Williams struck gold at the Birmingham 2022 Commonwealth Games last summer with an emphatic unanimous points decision victory in the final and has good reason to have Paris in his sights.
Fishing, by contrast, is not part of the Olympic programme but Williams would be an advocate for any campaign to see the sport restored to the Games, having featured as a one-off in 1900.
Williams added: “It’s not as boring as you think, it’s not a case of sitting and waiting all day.
“You see activity here and there and you’re constantly chasing. There is a lot of thinking behind it and strategies, so it’s not just a waiting game.

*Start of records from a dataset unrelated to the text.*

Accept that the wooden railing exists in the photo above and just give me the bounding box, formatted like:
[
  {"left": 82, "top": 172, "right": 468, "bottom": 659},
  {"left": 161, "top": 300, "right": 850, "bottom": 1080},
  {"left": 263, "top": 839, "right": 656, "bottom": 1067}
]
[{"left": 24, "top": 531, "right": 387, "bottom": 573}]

“It’s needed for me to have that wind down time. I like to get away and chill out and get away from people.
“I have a few friends I fish with, but you get a lot of time out there and there’s no hassle – and nobody punching you, so it’s good.”
Williams hopes that by sharing his story it will give others motivation to become involved in sport.
In the not-too-distant past there was talk of Williams moving up to the super-heavyweight division – the same category Anthony Joshua dominated on his path to a memorable gold at London 2012.
Williams will not be making that step up any time soon, but he is confident he can follow in the footsteps of one of Britain’s biggest sporting stars and establish himself as king of the ring.
He said: “I’ve won a load of medals, so why change it? I just stick to what I’m doing and keep sharpening up.
“I’ve got my place at 92kg and I’m making the weight quite comfortably even though I’m 6ft 6in, so I’m very big for the weight class.
“To me, it’s an experience thing.
“I like the idea that I’ve got about, and I’ve done my rounds for years here. Now it’s about getting the rewards from it and getting to the Olympics and taking my medals there.”